The characters are very similar-- both are businessmen with sardonic, generally unflappable personalities who think they are always the smartest person in the room, and often are, but also routinely overestimate their abilities and good judgement, and get in over their heads in complicated situations that are extra-legal or completely illegal, often unwittingly.
The timeline works out pretty well, especially if you discount the later AD seasons-- the original AD show run ended in 2005, and Ozark began in 2017. There’d have to be a few years of overlap where he juggled two families while establishing his Marty Byrd identity, since the older daughter in Ozark was probably around 15 at the start of the show.
And here’s the kicker- Michael Bluth and Marty Byrd have the same initials-- he could keep all of his monogrammed shirts and cufflinks!
Abed on the NBC show Community mentioned multiple times that he was a fan of the ABC show Cougar Town. In one episode he talked about getting a background role on Cougar Town.
Then in an episode of Cougar Town you can actually see Abed in the background of a scene.
I like to pretend Al Bundy, witnessing the mob hit of his wife Peg, had to join the witness protection program, moved to California under the name of Jay Pritchett. Bud and Kelly came along with him and changed their names to Mitchell and Claire. Thus Modern Family is actually a sequel to Married with Children and not a separate universe.
On the comics pages, Sally Forth and Judge Parker are now written by the same person. Which makes me suspect that the Forths eventually carry out their plan of becoming rich by changing their name and moving and just telling everyone they’re rich.
Speaking of MTM and the topic in general: I believe it was openly speculated—in newspaper and magazine articles, at least, which was “media” back then—when the MTM Show began, that the reason Mary had moved to Minneapolis was that she’d divorced Dick Van Dyke.

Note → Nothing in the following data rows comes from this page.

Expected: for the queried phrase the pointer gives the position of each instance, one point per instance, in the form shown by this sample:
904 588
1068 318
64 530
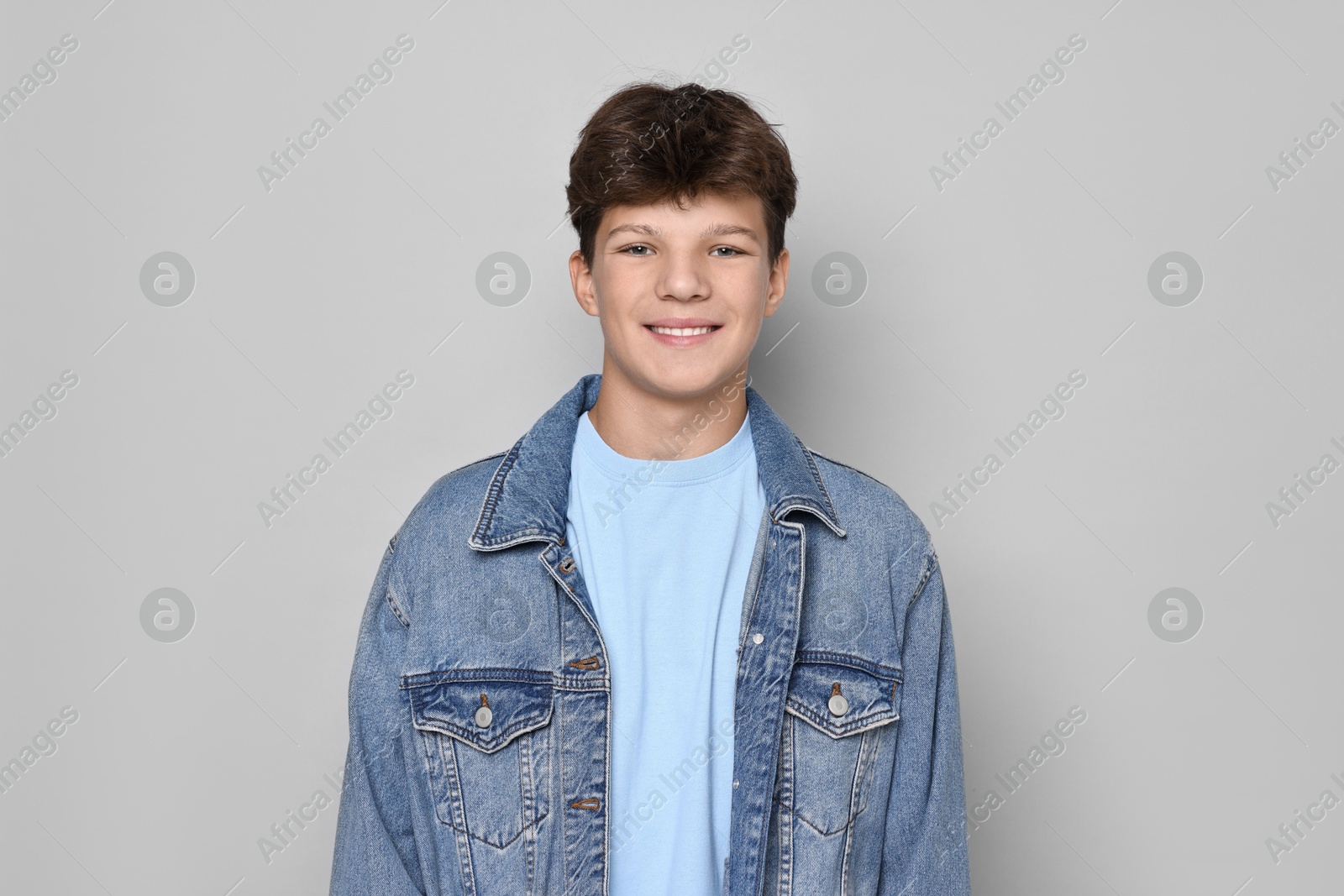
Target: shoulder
878 521
447 513
864 499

On a few occasions a star of a sitcom would appear as themselves, the actor, in addition to their character. Robert Cummings, Lucille Ball, and Robin Williams all did this. I am assuming that the fictional versions of the actors had a resume that did not include the shows they were currently on.

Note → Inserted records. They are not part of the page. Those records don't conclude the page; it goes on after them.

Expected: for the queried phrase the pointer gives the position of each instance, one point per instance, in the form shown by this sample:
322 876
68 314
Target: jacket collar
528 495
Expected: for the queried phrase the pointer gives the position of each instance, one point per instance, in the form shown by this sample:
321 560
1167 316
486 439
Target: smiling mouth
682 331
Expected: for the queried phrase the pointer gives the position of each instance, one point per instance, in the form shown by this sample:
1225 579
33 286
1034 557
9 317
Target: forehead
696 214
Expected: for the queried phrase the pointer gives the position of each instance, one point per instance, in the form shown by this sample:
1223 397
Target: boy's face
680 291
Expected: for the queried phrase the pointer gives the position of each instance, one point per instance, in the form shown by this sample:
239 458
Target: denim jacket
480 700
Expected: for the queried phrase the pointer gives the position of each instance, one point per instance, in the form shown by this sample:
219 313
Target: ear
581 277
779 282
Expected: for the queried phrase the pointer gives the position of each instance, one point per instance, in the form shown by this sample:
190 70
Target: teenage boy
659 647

One year NBC had a preview of new and possibly returning shows. The format was that Chico and The Man, in character, were touring the NBC Studios and finding out about all of the shows. At the end whomever was guiding them mentioned the show Chico And The Man. The characters responded that they were always busy at the time the show aired so they weren’t watching TV. But apparently their own TV show was still a TV show in their universe.
A TV tradition that goes back at least to George Burns and Gracie Allen, where Burns would sit in his den watching what was happening to the other characters and commenting to the audience.
The most complicated of all the inter TV relationships was the Beverly Hillbillies/Petticoat Junction/Green Acres multiverse where the Green Acres characters would see the opening titles painted on the barn or floating in mid-air in front of them, while no one else in Hooterville was aware of it.
There was an episode of The Honeymooners in which both Ralph and Norton are fans of Jackie Gleason and Art Carney, and both of them play themselves, going off camera and changing clothes, then coming back and interacting with the other. Can’t remember the episode title, and if it was one of the Lost Episodes or not. Old-school meta.
On 30 Rock, Liz Lemon’s mother once mentioned that she worked at Sterling Cooper, the ad agency from Mad Men.
A few seasons later on Mad Men, Ted Chaough ordered an “Old Spanish” - a cocktail first mentioned on 30 Rock (containing red wine, tonic water, and olives).
Here we are in the year of our Lord, two-thousand twenty-five, and I just now realized the connection between Sally Forth the comic and sally forth the idiom. I saw your post and suddenly a connection was formed in my brain. I think I need to sit down and see what other revelations come to me.